The young men in situ


(The whole Factory set-up, the ethos, appealed to me; it was exactly what I was looking for - serious young men in grey and black demob clothes and Hitler Jugend haircuts, the sly sense of humour, the unapologetic high-art gloss, the groups creating a way out of the morass music found itself in after the initial charge of Punk had burned itself out, leaving us with the ludicrous and lumpen likes of the U.K Subs.
Factory artifacts were so tactile, so beautiful; the heavy paper sleeve of A Certain Ratio's 'All Night Party'/'The Thin Boys' 7", Lenny Bruce dead on one side, Tony Perkins on the other; the plastic wallet and insert of ACR's tape release The Graveyard and the Ballroom; the mysterious image adorning the textured sleeve of Unknown Pleasures; the sandpaper sheathing The Return of The Durutti Column (designed to destroy your record collection!); even the embossed sleeve of the Crawling Chaos 7" 'Sex Machine';

(and I never think of Joy Division as morbid or death-obsessed, rather as life-affirming and uplifting. They made, for my money, the most human, the most vunerable music. Paradoxically, the more electronic, the more machine-like they became, the more human. They were, for me, the real Northen Soul. I believe Curtis genuinely meant it when he sang "love life, makes you feel higher." Even now, listening to their music (and that of New Order) makes me feel alive and responsive, makes me feel moved, engages my heart and guts and brain. Isn't that what art is supposed to do?);


(and I hate all those awful rock'n'roll cliches, "live fast, die young" and all that claptrap. Joy Division was so unrock'n'roll - it was so perfect that they looked like weird bank clerks from some science fiction 1930s that never existed. They struck me as four young men who worked hard and achieved something of real and lasting value. The admirable thing about Joy Division is the honesty; they just got on with the job - playing live, practicing, recording. So much 'entertainment' these days has palpable designs on you, on your money, on your attention, on your sense of worth ... Joy Division didn't clamour for your love, didn't bully or cajole, just got quietly down to work. Art, real art, stays with us, long after the people who made it or the conditions that obtained have disappeared - stays and exists on its own terms.
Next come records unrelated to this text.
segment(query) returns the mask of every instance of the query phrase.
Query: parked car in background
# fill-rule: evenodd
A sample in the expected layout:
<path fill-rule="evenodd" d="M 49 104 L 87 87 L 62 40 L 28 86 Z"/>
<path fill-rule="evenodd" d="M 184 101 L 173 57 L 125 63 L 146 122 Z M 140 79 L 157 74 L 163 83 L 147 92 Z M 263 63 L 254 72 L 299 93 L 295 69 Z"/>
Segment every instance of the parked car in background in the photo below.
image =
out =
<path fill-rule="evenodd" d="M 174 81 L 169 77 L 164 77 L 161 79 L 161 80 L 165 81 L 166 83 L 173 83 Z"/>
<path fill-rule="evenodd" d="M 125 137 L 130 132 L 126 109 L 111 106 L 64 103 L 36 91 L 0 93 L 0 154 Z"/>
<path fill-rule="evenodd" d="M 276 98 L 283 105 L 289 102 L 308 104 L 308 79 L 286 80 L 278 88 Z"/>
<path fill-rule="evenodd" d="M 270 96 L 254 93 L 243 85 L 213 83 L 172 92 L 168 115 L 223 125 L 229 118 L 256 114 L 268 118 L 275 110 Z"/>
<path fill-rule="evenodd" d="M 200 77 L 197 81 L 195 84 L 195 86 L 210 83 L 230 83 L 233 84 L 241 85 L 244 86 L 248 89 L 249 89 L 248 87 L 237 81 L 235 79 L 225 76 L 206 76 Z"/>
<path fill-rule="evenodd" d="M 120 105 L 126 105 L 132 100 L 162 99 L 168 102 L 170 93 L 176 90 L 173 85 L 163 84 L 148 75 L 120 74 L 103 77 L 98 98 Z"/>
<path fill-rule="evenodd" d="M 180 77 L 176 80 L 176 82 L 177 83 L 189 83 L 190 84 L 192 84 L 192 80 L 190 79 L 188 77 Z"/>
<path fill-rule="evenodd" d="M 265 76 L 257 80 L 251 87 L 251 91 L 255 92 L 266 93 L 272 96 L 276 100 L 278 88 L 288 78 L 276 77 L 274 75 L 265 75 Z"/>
That's art, that's music, that's life);

(and I love Barney's description of his response when he got the phone call telling him of Curtis' suicide - "I put the phone down and went and washed my face with cold water. Then I got back on the phone and took it like a man." I like that, they had real courage, the men of Joy Division, real spine. it makes me feel very proud of the lads);


(and it's none of my business why Curtis did what he did ... perhaps, at the end, he was too tired. What is enough, for me, is that he had a hand in creating something of definitive value and meaning, music that inspires and exorts. Something that had an impact on me in ways that I can only guess at. I grew up listening to the music of Joy Division and New Order, is it absurd to think it had a part in making me (for better or worse) the person I am today? Tony Wilson wouldn't have thought so. That's good enough for me)).